Wer als Journalist die Reaktionen auf der Webseite oder in der eigenen Zeitung oder auf Facebook über längere Zeit mitverfolgt, dem fällt recht bald auf, dass die meisten dieser „Leser“ überhaupt keine Zeitungsleser sind. Ein regelmäßiger Leser einer politischen Zeitung ist in der Regel nämlich ein Mensch, der die kantische Devise „sapere aude“ („wage es zu wissen“) beherzigt und mithin, frei nach Kant, den „Mut hat, sich des eigenen Verstandes zu bedienen“.

fwagner@tageblatt.lu

Den Nachweis dafür, dass die meisten Forendödel keine Zeitungsleser sind, liefert denn allein schon der Umstand, dass der Brach, den sie produzieren, in der Regel von keiner Sachkenntnis getrübt wird, sowie jener, dass sie mit dem Nazibegriff „Lügenpresse“ um sich schmeißen, ohne den Gebrauch jenes Zellklumpens, mit dem die Natur sie an Hirnes statt gestraft hat, auch nur versuchsweise erwogen zu haben. Und so erklärt sich denn auch der inflationäre Gebrauch des Vorwurfs der „Zensur“ an die Adresse der Redaktionen.
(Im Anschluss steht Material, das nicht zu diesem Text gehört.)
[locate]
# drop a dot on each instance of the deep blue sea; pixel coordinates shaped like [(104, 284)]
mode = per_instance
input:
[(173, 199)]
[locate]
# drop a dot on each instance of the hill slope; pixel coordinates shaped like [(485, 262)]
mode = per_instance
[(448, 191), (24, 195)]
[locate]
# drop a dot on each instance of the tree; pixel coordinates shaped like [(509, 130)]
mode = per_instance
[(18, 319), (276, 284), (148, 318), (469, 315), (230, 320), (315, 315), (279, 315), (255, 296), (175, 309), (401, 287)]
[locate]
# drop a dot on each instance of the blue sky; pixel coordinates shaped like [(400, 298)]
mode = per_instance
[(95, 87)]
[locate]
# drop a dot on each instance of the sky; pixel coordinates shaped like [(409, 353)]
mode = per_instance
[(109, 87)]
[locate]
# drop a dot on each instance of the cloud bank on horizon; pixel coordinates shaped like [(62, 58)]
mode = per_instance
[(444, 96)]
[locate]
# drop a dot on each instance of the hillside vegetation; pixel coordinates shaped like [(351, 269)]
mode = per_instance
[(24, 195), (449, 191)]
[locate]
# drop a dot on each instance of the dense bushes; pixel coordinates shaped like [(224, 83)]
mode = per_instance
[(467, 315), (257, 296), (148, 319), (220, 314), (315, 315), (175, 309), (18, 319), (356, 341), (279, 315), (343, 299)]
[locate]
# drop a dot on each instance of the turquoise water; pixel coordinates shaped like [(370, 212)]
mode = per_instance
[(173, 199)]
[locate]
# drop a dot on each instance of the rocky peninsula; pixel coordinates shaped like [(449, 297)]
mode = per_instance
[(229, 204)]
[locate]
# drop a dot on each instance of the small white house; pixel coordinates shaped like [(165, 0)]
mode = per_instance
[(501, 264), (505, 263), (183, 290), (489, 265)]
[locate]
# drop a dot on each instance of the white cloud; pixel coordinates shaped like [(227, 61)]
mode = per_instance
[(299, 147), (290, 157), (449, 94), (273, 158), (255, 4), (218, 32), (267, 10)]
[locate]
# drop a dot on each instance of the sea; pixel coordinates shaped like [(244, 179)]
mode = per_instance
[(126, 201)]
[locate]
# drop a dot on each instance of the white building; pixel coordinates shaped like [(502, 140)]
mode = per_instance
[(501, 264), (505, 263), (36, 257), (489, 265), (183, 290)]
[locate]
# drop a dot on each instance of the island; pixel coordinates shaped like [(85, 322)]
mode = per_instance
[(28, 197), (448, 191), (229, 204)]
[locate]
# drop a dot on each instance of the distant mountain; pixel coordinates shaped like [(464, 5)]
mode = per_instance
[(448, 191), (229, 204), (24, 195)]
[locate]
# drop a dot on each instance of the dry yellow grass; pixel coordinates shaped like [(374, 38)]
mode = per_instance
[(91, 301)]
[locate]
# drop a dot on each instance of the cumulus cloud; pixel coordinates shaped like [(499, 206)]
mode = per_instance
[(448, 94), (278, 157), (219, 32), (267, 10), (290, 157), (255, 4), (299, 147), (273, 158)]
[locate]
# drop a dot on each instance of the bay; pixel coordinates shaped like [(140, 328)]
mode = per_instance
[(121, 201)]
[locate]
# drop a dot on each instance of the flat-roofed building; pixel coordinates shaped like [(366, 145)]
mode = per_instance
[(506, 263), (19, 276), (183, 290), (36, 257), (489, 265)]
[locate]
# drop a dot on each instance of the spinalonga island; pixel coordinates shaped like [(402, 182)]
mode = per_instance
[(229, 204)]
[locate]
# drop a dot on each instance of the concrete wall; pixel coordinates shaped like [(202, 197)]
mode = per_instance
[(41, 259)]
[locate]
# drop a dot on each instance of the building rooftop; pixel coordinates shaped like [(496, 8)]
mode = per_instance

Ein Begriff, den diese Leute den Medien an den Kopf werfen, ohne zuvor überlegt zu haben, was er denn überhaupt bedeuten soll. Der Zensurvorwurf sprießt typischerweise, sobald ein verantwortlicher Redakteur die Veröffentlichung xenophoben Gedankenmülls verweigert.

Also, liebe „Lezeboia“, was heißt denn nun eigentlich Pressefreiheit? Der Kern der Pressefreiheit besteht darin, dass in einem demokratisch verfassten Rechtsstaat niemand einer Zeitung verbieten kann, im Rahmen des geltenden Rechts das zu veröffentlichen, was sie für gut und richtig hält. Umgekehrt darf aber niemand sie dazu zwingen, etwas zu publizieren, was sie für schlecht und falsch hält. Wie z.B. „Lezeboia“ Rammdösigkeiten.

Wer entscheidet dabei, was gut und richtig bzw. was schlecht und falsch ist? Die Redaktion. Und sonst niemand. So wie es uns gefällt. Zensur besteht darin, dass Machthaber einer Zeitung verbieten, eine Information oder Meinung zu veröffentlichen. Wenn aber eine Redaktion die Veröffentlichung einer Meinung oder Information ablehnt, ganz einfach, weil sie ihr nicht passt, dann ist das sonst nichts als angewandte Pressefreiheit. Und wem das nicht passt, dem sei unbenommen, selbst eine Zeitung oder einen Blog nach seiner Fasson zu gründen.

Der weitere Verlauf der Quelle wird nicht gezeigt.